高校時代はサッカーの全国大会にレギュラーとして出場し、まじめにプロを考えていた時期もありました。ただ、子供の頃からのもう一つの夢でもあった建築の道もあきらめることはできず、悩みながらも最終的に大学で建築を学ぶ道を選びました。大学で建築模型をつくる事が好きだったこともあり、就職活動は設計・デザイン職志望でスタートし、建築業界やディスプレイ業界などたくさんの会社を受けましたが、幅広く調べていくうちに、「ものづくり」をするならデザイン職より制作職の仕事の方が自分に向いているのではないかと考えるようになりました。

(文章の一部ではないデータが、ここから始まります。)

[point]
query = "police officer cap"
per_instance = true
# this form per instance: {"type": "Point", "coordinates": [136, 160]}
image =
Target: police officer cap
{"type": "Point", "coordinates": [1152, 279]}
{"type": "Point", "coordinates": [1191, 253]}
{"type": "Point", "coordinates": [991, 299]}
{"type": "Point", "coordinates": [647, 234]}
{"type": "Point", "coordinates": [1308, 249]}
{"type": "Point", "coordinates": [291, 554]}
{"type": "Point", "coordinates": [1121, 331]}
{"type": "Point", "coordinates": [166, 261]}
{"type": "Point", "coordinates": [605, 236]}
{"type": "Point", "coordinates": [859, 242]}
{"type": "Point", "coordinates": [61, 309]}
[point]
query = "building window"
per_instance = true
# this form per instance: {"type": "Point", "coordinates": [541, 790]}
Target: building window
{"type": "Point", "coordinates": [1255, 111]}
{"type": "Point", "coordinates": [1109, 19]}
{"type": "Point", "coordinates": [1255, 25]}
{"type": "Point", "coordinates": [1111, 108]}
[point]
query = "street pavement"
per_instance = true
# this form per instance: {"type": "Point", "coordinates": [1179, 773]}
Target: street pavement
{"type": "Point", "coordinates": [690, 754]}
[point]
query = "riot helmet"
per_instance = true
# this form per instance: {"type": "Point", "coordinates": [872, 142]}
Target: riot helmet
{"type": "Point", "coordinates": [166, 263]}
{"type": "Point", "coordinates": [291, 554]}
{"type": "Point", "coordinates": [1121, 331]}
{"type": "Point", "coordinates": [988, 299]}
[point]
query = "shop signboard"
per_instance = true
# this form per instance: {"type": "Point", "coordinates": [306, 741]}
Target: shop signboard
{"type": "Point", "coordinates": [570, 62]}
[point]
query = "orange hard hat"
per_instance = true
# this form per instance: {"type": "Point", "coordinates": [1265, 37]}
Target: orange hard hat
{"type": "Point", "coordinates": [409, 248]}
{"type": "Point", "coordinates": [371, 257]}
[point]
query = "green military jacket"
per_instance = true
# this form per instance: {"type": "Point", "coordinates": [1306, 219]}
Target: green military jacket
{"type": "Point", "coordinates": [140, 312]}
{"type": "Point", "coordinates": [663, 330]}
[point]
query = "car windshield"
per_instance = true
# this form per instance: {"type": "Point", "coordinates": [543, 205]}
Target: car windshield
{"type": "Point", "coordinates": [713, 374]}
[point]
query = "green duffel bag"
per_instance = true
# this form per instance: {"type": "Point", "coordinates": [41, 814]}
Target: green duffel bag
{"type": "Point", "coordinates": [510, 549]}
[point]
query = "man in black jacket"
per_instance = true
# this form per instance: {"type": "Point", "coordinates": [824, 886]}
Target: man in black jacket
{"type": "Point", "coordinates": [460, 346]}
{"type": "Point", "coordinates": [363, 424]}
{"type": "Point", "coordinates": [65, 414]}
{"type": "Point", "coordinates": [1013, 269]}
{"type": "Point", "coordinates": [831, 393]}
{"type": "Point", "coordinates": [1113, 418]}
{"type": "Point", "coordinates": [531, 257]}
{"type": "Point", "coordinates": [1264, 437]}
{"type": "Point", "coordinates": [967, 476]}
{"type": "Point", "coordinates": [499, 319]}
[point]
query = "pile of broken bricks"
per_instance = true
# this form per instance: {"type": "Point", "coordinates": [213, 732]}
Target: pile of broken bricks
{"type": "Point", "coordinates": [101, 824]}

素材選びから施工まで幅広く関わり、なおかつ現場では職人さんを指示し、体を動かすことができる仕事。デザイナーとしてデザインを提案するのではなく、実際にデザインをカタチにし、間近で空間ができ上がっていく過程を広い視野で見ていく制作職の仕事に次第に惹かれ、志望を変えました。業界の中で丹青社に決めたのは、面接時に応募書類重視の形式的な面接ではなく、まず一人の人間として、その時点の私と向き合ってくれていると感じたからです。何よりも人そのものを大切にしてくれそうなこの会社なら信用できると思って入社を決めました。もちろん業界トップクラスで、幅広い分野の空間づくりを手がけていることも大きなポイントです。

これまでイタリアの有名ファッションブランドを多く担当してきました。仕事の進め方はまず設計図を基に実際に現場でモノがつくれるような施工図という図面を書くことから始まります。続いてお客様の予算に合わせながらも、最高の空間となるように、使用する材料や施工方法などについて検討していきます。有名ブランドにふさわしく、求められるクオリティが高い仕事なので気を抜けません。
自ら作成した施工図をもとに協力会社を指揮し、きめ細かく現場を管理するのが私の仕事のスタイルです。たとえ施工上の問題が起きた場合でも、自分が書いた施工図であれば詳細部分までアタマに入っているため、すぐに対応が利くというメリットもありますし、何より自分自身の技術も向上します。また、常に「もっと良い空間ができたのではないか」「さらにコスト削減するにはどうすればいいのか」を考えるように心がけています。いろいろなアイデアを出しながら成果に直結させ、自分の能力も上げていくことができるのが今の仕事です。そこが楽しく、面白いと感じています。
| 8:00 | 08:30 出社 メールチェック スケジュール確認 |
|---|---|
| 9:00 | 09:30 作成した施工図にて協力会社と打ち合わせ |
| 11:00 | 設計者との打ち合わせ図面及び資料作成 |
| 12:00 | 昼食~移動 |
| 13:00 | 13:30 施主の設計者との定例打ち合わせ |
| 15:00 | 帰社 打ち合わせ内容をチェック及び施工図修正 |
| 17:00 | 着工物件の提出書類(社内外用)の作成 |
| 18:00 | 着工物件の工程確認 |
| 19:00 | 施工図作成 会社近くで夕食 |
| 21:00 | 21:30業務終了 退出 帰宅 |
まだ覚えなければならないこともたくさんありますが、今の私の課題としてどうしたら現場をスムーズにコントロールすることができるかを考えています。最近は、施工図を作成する段階からあれこれとシミュレーションし、空間のことだけでなくスケジュールまでも考えながら進められるようになりました。ただ、現場が慌ただしくなった時や問題が発生した時はなかなかスケジュール通りにはいきません。その状況の中でいかに簡潔かつ正確に施工内容を職人さんに伝えることができるか、いかに職人さんを不安にさせないかということが大切です。私自身は、いくつかの現場を経験したことで、多少はテキパキとした指示出しもできるようになったところです。ただ、これからも現場をしっかりと把握し、職人さんとのコミュニケーションをとり、信頼関係を築くとともに、いい環境で仕事ができるように、また仕事をしてもらえるように、常に何がベストかを考えながらやっていくつもりです。そして、どんどん新しい分野の空間も手がけていきたいと思っています。

丹青社には、「ものづくり」の好きな人がたくさん集まっています。特に現在の部署は、さらにクオリティを高め、お客様に喜んでいただけるようにと気を引き締めながら仕事をしている先輩・上司ばかりです。みんなすばらしい空間をつくるために、常に向上心を持って取り組んでいます。そのような中でたくさんの人々から大いに注目される案件を手がけることができることは、本当にやりがいも大きく誇らしい気持ちです。自分を成長させてくれる人がいること、やりがいのある仕事に出会えること、また若いうちから大きな経験を積めること、それが私が感じる丹青社の魅力です。
学生の皆さんには、自分で足を運び、できるだけ多くの会社を見ることをお勧めします。そして自分の能力を活かし、伸ばせる会社に出会ってもらいたいと思います。それが丹青社であることを願っています。